Akşam’ın üst yönetiminin teklifini değerlendirirken ben de bu gözlükle baktım. Eğer yanlış okumadıysam Akşam’ın gelecek vaadi ve bana yaptığı günlük yazı yazma teklifi, tam da benim gelecek tasarımımla uyuştu.
Bu uyuşmadan ne çıkacak hep birlikte göreceğiz. Buna siz karar vereceksiniz, yani arşın siz olacaksınız..
Hepinize içten bir merhaba!
Ahmet Ümit ümit verdi
Geçenlerde Ahmet Ümit’le bir TV programında sohbet ediyoruz. Pek çok ortak yanımız var. O Gaziantepli; benim babam Kilisliydi. İkimiz de kebaba bayılıyoruz. O da benim gibi konuşmaya, kendini ifade etmeye meraklı. Tek önemli farkımız; o tüm kültürel derinliğine rağmen dünyayı soldan okumakta hâlâ ısrarlı, bense yıllardır sadece derinlikten yana olmuşum..
Filmciler Ahmet Ümit’in dört kitabını birden satın almışlar. Kukla, Adil Yalçın Alsa Film adına almış. Kavim’ı Plato Film adına Sinan Çetin, Sis ve Gece Leopar Film adına Turgut Yasalar, Bir Ses Böler Geceyi ise Yönetmen Ersan Arsever bağlamış. Çekimler sonbaharda başlıyormuş..
Benim için bu haber çok şey ifade ediyor. Roman, engin burjuva kültürü gerektirir. Polisiye roman bu bağlamda daha da farklı bir titizlik, derinlik ister. Polisiye film ise bu ikisinden çok daha fazla gereksinir o kültürü. Bunları duyunca bayağı ümitlendim Türkiye adına… 80’lerde başlamış olan “Neşeli cahiliye devri” o kadar uzadı, son iki yılda o kadar düzgün sayılacak Türk filmi çakıldı ki, bu olay içimde sinema sanayinin gelişip yeşerebileceğine ilişkin bir umut ışığı yaktı birden.
Ben mazrufa bakarım…
Derimod’un Başkan Yardımcısı Sedef Orman’dan naklen.. Pierre Cardin’e bir sohbette üç tane fotoğraf göstermişler. Giyim kültürü ile ilgili fikrini sormuşlar. Biri Hülya Avşar’ın biraz talihsiz bir fotoğrafıymış. Hani çizmeli ve kendisini biraz kilolu gösteren; ikinicisi Siren Ertan’ın, üçüncüsü de Süreyya Yalçın’n medyada büyük yankı bulan mayosu üzerine giydiği altın rengi sırma işlemeli kaftanlı fotoğrafı…

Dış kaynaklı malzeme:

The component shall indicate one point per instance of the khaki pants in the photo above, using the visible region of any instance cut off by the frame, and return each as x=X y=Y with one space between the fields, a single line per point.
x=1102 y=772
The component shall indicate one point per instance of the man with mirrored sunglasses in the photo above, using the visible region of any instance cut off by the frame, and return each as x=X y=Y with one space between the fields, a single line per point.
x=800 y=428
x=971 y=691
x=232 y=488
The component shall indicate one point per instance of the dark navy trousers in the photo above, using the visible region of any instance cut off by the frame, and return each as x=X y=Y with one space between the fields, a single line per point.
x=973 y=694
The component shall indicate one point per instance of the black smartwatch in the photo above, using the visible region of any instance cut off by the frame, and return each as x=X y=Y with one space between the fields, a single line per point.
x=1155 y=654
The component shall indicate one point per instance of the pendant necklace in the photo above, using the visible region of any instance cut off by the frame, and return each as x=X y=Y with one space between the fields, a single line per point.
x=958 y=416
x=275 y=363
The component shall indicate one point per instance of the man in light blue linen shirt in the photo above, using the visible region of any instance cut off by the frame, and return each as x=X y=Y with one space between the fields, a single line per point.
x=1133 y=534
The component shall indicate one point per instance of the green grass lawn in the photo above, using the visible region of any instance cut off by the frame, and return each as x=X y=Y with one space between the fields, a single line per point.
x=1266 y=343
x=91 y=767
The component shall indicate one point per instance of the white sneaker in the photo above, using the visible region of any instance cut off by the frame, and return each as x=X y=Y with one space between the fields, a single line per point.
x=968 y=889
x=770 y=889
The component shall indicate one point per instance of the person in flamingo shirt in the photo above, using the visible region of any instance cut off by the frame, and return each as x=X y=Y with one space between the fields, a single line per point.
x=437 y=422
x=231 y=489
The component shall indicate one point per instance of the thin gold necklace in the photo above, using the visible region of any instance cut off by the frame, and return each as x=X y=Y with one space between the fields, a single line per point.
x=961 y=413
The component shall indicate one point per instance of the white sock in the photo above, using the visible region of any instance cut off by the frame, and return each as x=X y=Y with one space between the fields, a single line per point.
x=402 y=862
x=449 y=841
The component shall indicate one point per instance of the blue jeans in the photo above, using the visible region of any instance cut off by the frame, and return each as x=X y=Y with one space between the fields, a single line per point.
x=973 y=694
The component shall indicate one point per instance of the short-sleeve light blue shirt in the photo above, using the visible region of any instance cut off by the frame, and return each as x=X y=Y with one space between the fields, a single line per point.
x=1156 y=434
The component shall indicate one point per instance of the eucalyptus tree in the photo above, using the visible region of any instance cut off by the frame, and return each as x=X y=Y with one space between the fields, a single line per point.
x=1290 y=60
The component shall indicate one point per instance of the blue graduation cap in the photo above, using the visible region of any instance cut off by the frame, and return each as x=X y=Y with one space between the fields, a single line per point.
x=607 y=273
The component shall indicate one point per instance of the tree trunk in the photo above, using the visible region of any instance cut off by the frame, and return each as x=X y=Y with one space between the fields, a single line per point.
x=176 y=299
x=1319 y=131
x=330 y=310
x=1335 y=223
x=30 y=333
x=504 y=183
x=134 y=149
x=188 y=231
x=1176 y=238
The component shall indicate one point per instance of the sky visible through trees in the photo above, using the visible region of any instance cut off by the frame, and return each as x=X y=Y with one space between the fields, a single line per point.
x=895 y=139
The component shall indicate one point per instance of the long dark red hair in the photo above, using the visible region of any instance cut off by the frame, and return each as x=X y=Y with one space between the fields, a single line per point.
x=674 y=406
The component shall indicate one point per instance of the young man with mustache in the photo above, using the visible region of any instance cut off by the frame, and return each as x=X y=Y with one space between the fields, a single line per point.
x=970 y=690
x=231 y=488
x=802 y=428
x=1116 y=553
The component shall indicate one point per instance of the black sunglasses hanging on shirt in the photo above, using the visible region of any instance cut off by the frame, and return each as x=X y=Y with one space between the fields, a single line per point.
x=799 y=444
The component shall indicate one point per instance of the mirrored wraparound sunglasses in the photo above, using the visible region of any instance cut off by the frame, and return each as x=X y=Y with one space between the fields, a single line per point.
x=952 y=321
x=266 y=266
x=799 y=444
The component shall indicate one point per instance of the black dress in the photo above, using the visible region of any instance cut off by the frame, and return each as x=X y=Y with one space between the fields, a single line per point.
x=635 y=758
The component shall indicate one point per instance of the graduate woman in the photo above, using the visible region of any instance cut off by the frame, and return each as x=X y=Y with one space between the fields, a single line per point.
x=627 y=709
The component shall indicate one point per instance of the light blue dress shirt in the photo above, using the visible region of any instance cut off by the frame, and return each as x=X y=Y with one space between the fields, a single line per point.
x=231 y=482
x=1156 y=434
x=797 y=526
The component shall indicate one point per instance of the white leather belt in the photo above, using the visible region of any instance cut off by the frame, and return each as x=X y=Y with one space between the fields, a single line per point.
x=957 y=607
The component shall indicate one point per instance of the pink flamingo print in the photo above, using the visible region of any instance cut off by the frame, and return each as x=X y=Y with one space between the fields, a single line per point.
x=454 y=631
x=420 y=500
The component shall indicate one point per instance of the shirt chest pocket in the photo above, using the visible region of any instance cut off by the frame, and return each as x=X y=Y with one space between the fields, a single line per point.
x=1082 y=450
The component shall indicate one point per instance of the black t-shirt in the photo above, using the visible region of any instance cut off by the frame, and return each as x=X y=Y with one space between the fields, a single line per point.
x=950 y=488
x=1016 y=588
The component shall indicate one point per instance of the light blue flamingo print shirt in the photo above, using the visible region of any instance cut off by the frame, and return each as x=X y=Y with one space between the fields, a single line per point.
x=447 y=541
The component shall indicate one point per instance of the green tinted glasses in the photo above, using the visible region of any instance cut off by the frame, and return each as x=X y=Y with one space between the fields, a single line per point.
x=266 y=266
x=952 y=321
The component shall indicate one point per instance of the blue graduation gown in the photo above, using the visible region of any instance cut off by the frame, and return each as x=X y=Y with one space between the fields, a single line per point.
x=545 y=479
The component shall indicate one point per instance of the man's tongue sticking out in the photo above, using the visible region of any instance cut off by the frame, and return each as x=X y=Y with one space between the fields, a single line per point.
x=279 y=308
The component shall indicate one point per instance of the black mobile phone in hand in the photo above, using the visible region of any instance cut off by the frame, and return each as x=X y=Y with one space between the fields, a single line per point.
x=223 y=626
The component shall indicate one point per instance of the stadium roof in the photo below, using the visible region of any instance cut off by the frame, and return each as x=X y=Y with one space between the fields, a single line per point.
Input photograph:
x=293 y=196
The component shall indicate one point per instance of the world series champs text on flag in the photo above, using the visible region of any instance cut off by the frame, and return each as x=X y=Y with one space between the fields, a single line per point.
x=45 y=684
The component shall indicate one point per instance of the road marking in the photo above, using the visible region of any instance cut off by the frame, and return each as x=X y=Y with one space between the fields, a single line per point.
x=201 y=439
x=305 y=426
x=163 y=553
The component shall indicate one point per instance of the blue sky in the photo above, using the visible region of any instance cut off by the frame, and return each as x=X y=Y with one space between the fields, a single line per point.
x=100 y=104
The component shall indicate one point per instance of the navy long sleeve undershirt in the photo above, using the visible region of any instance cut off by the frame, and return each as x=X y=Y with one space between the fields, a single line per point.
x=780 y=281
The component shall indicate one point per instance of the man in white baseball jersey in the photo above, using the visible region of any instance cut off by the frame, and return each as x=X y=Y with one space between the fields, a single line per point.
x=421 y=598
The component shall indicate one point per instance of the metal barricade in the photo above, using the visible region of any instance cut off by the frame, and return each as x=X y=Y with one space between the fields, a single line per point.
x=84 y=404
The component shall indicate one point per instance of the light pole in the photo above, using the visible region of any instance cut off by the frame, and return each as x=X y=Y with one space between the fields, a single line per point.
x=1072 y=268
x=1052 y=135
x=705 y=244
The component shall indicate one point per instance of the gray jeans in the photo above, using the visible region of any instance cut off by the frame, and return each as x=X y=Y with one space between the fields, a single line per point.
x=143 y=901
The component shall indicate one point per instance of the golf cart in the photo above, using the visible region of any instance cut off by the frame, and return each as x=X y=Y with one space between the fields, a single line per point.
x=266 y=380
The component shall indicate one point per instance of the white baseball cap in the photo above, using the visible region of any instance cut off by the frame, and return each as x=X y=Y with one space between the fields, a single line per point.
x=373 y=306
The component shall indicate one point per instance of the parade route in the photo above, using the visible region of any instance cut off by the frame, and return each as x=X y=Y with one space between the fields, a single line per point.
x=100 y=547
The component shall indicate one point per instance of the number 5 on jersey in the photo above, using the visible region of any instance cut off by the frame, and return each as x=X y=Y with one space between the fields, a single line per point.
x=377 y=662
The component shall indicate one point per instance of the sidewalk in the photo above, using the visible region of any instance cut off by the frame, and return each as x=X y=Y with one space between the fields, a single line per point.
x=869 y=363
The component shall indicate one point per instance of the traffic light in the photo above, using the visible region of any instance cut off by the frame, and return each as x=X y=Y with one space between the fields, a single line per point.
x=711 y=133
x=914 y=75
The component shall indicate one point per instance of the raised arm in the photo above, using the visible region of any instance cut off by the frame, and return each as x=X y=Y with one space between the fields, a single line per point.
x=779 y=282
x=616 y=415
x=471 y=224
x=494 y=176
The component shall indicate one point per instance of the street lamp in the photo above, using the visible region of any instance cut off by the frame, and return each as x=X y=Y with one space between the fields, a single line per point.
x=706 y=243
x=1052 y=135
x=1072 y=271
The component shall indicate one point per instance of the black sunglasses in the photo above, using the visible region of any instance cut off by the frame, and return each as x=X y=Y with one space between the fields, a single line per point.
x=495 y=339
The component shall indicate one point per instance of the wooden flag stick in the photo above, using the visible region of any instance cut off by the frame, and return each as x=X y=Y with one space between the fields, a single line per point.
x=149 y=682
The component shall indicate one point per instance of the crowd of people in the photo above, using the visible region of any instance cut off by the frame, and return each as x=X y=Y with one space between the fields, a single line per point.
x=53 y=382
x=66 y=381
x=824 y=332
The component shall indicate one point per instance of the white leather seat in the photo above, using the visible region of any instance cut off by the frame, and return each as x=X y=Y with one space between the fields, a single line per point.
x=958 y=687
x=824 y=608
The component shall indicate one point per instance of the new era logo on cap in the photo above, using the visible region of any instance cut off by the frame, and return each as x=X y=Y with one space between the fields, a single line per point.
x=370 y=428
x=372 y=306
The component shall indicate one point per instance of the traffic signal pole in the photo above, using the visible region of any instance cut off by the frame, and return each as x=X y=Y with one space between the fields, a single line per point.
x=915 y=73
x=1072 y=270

Yaşlı kurt bakmış bakmış: “Trendlere uygun, ama kendine yakıştıramamış” demiş, Ertan için. Avşar’ın resmini incelemiş:”Bir cevher var, ama ne trendlere uygun, ne de kendisine” demiş. Süreyya Yalçın’ın fotoğrafı üzerinde uzun boylu durmuş Cardin, sonra “Herhalde show olsun diye yapılmış bir şaka” diye buyurmuş, “Mayo üstüne böyle bir şey nasıl giyilir?”
Ben bu görüşe katılmıyorum tabii. Deniz kıyısında öyle dolaşılır mı bilemem. Zarf yanlış olabilir. Ben mazrufa bakarım. Fotoğraf çok hoş.. Sonuçta da fena değil. Süreyya Hanım tanınırlığı alabildiğine artırdı. Şimdi bunu marka vaadi ile destekleyip ticari başarıya dönüştürmesi lazım. Raci Şaşmaz’ın (Kurtlar Vadisi) yeni filminde rol alacakmış. İşte buyurun..
Petrolcülerden ders
Opet Yönetim Kurulu üyesi Nurten Öztürk Hanım anlatırken içinden geçiyordu adeta. 5 milyon dolar bütçe ayırmışlar. Çanakkale’deki köyleri, köylülerin ve bayilerinin katılımıyla onarmaya başlamışlar. Medya haberi, “Tarihe Saygı Projesi ile Gelibolu Yarımadası’nda Cumhuriyet Tarihinin en büyük dayanışması yaşanıyor” diye verdi. Hiç abartmamışlar.
Bigalı, Kilitbahir ve diğerlerine yolunuzu düşürmenizde yarar var. İki şeyi gözlemlemek için. 1. Toplumsal sorumluluk projeleri, katılımlı bir modelle nasıl çalışır. 2. Bu projeler itibara o da ticari başarıya nasıl dönüşür?..
Opet daha önce Temiz Tuvalet ve Yeşil Yol kampanyaları ile gönüllerde taht kurmayı başarmıştı. Aslında aynı tahtı Petrol Ofisi de kurdu. Formula’ya sahip çıkması, bunu yarış ekibi kurarak entegre etmesi, bu entegrasyonu yabancı dergilere verdiği ve İstanbul’u tanıttığı reklamlarla destekleyip Turkish POwer konseptiyle bütünlemesi ders niteliğindedir.
İşin show’u kaçtı..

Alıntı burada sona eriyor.